计算机工程与应用 ›› 2025, Vol. 61 ›› Issue (1): 186-195.DOI: 10.3778/j.issn.1002-8331.2308-0220

• 模式识别与人工智能 • 上一篇    下一篇

融合BiLSTM与CNN的推特黑灰产分类模型

朱恩德,王威,高见   

  1. 中国人民公安大学 信息网络安全学院,北京 100038
  • 出版日期:2025-01-01 发布日期:2024-12-31

Twitter Black Market Accounts Classification Model Incorporating BiLSTM and CNN

ZHU Ende, WANG Wei, GAO Jian   

  1. School of Cybersecurity, People’s Public Security University of China, Beijing 100038, China
  • Online:2025-01-01 Published:2024-12-31

摘要: 当前推特等国外社交平台,已成为从事网络黑灰产犯罪不可或缺的工具,对推特上黑灰产账号进行发现、检测和分类对于打击网络犯罪、维护社会稳定具有重大意义。现有的推文分类模型双向长短时记忆网络(bi-directional long short-term memory,BiLSTM)可以学习推文的上下文信息,却无法学习局部关键信息,卷积神经网络(convolution neural network,CNN)模型可以学习推文的局部关键信息,却无法学习推文的上下文信息。结合BiLSTM与CNN两种模型的优势,提出了BiLSTM-CNN推文分类模型,该模型将推文进行向量化后,输入BiLSTM模型学习推文的上下文信息,再在BiLSTM模型后引入CNN层,进行局部特征的提取,最后使用全连接层将经过池化的特征连接在一起,并应用softmax函数进行四分类。模型在自主构建的中文推特黑灰产推文数据集上进行实验,并使用TextCNN、TextRNN、TextRCNN三种分类模型作为对比实验,实验结果显示,所提的BiLSTM-CNN推文分类模型在对四类推文进行分类的宏准确率为98.32%,明显高于TextCNN、TextRNN和TextRCNN三种模型的准确率。
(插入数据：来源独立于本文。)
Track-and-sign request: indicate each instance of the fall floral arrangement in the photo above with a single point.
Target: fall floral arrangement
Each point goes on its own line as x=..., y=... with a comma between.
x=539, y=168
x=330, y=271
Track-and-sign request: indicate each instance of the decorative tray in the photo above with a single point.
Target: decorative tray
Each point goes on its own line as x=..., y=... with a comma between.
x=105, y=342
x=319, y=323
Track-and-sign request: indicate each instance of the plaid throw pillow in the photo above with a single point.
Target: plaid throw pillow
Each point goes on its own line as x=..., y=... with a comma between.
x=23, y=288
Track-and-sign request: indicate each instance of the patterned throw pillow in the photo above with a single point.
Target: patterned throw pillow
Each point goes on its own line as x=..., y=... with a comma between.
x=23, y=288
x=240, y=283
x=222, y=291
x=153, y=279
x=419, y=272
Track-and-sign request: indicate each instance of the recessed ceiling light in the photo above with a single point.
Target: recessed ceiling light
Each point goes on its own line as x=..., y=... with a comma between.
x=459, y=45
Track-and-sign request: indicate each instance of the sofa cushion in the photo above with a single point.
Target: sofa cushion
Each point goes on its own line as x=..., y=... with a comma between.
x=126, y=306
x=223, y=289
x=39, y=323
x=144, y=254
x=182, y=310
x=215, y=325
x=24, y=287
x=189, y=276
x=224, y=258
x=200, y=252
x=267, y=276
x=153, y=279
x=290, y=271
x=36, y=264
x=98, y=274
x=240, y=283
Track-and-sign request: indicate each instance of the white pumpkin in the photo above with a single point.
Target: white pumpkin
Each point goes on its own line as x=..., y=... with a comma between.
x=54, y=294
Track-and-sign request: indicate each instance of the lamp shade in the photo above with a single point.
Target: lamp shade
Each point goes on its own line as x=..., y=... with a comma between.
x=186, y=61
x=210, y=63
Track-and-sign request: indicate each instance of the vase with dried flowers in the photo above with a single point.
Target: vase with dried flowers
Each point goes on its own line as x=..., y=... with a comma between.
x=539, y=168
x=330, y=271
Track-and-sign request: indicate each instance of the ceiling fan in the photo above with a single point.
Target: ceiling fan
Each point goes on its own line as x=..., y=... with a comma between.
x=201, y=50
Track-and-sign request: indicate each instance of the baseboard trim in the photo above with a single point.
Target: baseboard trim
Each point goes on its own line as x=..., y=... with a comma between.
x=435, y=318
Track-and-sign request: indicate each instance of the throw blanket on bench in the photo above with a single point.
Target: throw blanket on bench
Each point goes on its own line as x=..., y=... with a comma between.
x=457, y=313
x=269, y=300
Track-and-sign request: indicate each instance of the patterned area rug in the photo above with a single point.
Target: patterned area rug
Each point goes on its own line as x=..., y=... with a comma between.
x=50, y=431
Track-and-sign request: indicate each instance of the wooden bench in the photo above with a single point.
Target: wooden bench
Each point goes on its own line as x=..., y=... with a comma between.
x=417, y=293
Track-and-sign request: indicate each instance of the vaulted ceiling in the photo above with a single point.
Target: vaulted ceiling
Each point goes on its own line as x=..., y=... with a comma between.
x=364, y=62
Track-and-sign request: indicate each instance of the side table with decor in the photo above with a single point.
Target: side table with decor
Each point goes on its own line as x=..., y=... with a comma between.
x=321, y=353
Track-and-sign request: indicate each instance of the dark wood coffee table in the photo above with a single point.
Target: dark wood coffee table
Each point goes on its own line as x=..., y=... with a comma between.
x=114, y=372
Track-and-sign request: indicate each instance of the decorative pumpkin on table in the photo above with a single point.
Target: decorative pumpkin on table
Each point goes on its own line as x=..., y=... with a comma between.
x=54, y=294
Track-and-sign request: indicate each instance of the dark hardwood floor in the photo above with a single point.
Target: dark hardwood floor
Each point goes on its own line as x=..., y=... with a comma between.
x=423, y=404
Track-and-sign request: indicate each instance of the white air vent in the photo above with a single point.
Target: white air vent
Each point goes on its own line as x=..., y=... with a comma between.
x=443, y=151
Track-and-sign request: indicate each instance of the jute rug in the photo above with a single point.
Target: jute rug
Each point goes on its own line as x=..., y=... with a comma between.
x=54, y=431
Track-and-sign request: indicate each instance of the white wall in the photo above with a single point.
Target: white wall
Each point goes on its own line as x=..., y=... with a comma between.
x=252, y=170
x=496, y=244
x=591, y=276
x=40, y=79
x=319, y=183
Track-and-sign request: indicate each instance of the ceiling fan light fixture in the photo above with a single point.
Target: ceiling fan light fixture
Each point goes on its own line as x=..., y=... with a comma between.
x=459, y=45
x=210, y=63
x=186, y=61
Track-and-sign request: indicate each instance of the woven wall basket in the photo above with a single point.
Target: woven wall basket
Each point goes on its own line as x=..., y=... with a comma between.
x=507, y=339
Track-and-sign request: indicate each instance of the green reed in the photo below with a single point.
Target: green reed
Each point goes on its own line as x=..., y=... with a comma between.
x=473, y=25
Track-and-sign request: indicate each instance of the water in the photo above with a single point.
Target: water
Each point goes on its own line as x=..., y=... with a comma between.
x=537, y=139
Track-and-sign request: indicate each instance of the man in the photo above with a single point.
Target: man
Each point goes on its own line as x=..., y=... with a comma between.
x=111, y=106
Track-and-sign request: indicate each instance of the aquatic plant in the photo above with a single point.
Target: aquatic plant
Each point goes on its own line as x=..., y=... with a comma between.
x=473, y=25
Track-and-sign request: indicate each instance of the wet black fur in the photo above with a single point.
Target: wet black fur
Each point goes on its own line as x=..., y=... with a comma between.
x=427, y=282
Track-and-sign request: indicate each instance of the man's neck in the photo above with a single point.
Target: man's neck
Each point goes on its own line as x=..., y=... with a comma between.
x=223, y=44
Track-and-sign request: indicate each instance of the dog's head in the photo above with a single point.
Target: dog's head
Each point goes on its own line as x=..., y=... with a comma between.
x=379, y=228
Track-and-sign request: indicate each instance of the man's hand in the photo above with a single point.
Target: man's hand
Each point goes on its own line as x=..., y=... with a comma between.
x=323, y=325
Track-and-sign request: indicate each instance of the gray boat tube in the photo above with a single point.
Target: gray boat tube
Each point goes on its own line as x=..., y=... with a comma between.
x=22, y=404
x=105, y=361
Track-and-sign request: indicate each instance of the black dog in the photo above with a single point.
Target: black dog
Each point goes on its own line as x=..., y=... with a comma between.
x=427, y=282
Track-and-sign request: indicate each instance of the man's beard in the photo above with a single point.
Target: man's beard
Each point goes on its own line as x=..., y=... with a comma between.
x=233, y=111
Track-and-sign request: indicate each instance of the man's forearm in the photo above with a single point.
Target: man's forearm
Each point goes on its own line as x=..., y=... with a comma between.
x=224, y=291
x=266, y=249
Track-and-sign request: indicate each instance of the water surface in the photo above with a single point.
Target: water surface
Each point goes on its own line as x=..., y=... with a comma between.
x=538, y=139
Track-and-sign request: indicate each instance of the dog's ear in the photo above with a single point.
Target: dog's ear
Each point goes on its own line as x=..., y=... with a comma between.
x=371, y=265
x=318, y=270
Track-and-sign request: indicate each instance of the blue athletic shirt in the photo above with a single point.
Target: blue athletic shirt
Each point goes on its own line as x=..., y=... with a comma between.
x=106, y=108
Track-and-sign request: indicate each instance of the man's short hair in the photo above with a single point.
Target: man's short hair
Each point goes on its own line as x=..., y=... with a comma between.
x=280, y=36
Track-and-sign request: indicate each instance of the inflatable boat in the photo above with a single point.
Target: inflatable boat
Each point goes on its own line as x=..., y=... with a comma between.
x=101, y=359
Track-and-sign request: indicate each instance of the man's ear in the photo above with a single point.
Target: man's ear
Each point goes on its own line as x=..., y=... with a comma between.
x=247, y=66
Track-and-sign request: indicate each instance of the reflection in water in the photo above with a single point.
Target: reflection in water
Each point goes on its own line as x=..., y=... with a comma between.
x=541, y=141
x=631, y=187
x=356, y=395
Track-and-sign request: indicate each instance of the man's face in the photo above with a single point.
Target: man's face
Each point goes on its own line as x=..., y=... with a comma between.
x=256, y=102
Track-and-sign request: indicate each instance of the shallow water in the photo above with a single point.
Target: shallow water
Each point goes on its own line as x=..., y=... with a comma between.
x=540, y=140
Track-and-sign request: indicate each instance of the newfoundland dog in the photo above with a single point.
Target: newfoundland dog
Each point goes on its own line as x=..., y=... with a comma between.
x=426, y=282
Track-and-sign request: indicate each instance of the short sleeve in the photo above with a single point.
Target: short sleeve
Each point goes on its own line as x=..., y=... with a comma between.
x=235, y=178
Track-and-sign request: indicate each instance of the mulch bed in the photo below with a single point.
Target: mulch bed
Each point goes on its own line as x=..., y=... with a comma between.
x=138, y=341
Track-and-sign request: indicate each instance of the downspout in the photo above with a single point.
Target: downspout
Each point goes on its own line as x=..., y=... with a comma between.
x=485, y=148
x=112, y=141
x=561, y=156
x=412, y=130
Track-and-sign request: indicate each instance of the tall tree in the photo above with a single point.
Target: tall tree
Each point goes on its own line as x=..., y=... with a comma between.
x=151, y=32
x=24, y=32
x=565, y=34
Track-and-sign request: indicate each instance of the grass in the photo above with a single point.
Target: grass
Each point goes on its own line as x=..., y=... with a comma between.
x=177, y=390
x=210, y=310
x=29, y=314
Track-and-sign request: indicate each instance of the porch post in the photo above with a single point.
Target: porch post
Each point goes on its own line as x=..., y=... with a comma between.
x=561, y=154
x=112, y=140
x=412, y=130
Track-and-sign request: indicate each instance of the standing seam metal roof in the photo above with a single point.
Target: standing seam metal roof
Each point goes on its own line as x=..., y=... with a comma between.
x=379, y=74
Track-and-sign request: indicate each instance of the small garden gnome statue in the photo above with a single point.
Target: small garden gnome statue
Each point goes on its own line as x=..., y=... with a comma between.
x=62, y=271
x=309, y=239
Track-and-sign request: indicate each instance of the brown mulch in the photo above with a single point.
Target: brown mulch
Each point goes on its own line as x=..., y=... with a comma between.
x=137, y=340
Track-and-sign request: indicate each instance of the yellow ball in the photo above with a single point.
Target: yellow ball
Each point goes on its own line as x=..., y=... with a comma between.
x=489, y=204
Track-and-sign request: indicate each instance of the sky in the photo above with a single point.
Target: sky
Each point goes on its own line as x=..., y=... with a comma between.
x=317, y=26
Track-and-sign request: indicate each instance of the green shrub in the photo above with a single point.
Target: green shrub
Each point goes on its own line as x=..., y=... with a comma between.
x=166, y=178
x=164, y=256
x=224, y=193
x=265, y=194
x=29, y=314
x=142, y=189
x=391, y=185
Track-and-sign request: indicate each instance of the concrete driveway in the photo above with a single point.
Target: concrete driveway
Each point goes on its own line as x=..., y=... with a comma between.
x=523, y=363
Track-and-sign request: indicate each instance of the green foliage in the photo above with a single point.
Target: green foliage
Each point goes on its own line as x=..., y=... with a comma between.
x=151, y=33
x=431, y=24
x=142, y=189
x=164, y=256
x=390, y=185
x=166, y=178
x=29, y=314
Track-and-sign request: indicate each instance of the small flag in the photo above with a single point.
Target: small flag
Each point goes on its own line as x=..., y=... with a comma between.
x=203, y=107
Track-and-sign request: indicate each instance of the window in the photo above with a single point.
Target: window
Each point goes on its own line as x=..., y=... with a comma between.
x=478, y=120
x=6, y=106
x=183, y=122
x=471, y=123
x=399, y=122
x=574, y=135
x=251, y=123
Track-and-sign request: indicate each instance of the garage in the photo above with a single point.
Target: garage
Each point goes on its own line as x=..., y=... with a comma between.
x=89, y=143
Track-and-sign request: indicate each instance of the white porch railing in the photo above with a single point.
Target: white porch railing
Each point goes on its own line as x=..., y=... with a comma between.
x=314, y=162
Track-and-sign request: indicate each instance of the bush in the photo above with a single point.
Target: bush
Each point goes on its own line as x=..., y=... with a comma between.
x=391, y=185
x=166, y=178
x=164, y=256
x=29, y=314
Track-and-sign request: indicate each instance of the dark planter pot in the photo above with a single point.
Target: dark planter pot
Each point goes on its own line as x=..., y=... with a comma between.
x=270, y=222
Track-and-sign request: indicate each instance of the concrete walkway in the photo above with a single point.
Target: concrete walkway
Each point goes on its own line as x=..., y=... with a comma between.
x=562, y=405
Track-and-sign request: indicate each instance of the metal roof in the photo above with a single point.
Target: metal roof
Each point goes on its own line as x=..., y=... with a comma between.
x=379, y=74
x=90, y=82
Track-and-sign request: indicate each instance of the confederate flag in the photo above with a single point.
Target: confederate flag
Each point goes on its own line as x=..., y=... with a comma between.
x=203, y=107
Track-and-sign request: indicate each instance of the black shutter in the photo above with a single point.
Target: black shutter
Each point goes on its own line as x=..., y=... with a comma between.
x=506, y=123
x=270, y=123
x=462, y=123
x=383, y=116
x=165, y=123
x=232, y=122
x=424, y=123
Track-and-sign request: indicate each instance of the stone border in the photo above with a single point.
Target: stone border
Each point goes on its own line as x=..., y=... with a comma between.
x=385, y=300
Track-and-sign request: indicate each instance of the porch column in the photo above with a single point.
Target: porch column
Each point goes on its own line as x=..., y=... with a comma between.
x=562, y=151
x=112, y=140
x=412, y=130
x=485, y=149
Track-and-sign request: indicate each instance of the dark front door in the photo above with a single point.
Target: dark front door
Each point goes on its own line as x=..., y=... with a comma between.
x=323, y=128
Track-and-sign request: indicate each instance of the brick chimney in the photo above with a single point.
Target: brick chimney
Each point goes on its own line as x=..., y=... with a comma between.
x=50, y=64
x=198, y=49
关键词: 文本分类, 双向长短期记忆网络(BiLSTM), 卷积神经网络(CNN), 黑灰产, 推特

Abstract: Currently, foreign social platforms, such as Twitter, have become indispensable tools for engaging in cyber black and gray crime, and the discovery, detection and classification of black and gray accounts on Twitter are of great significance for combating cyber crime and maintaining social stability. The existing tweet classification model bidirectional long short-term memory (BiLSTM) can learn the contextual information of tweets but cannot learn the local key information, and the convolution neural network (CNN) model can learn the local key information of tweets but cannot learn the contextual information of tweets. This paper combines the advantages of BiLSTM and CNN models and proposes BiLSTM-CNN tweet classification model, which vectorizes the tweets, inputs them into BiLSTM model to learn the contextual information of the tweets, and then introduces a CNN layer after the BiLSTM model for the extraction of local features, and finally uses a fully connected layer to connect the pooled features together, and applies the softmax function for quadruple classification. The model is experimented on the independently constructed Chinese Twitter black and gray tweets dataset, and three classification models, TextCNN, TextRNN, and TextRCNN, are used as the comparison experiments, and the experimental results show that the proposed BiLSTM-CNN tweets classification model of this paper has a macro-accuracy of 98.32% in classifying the four types of tweets, which is significantly higher than that of TextCNN, TextRNN and TextRCNN three models’ accuracy.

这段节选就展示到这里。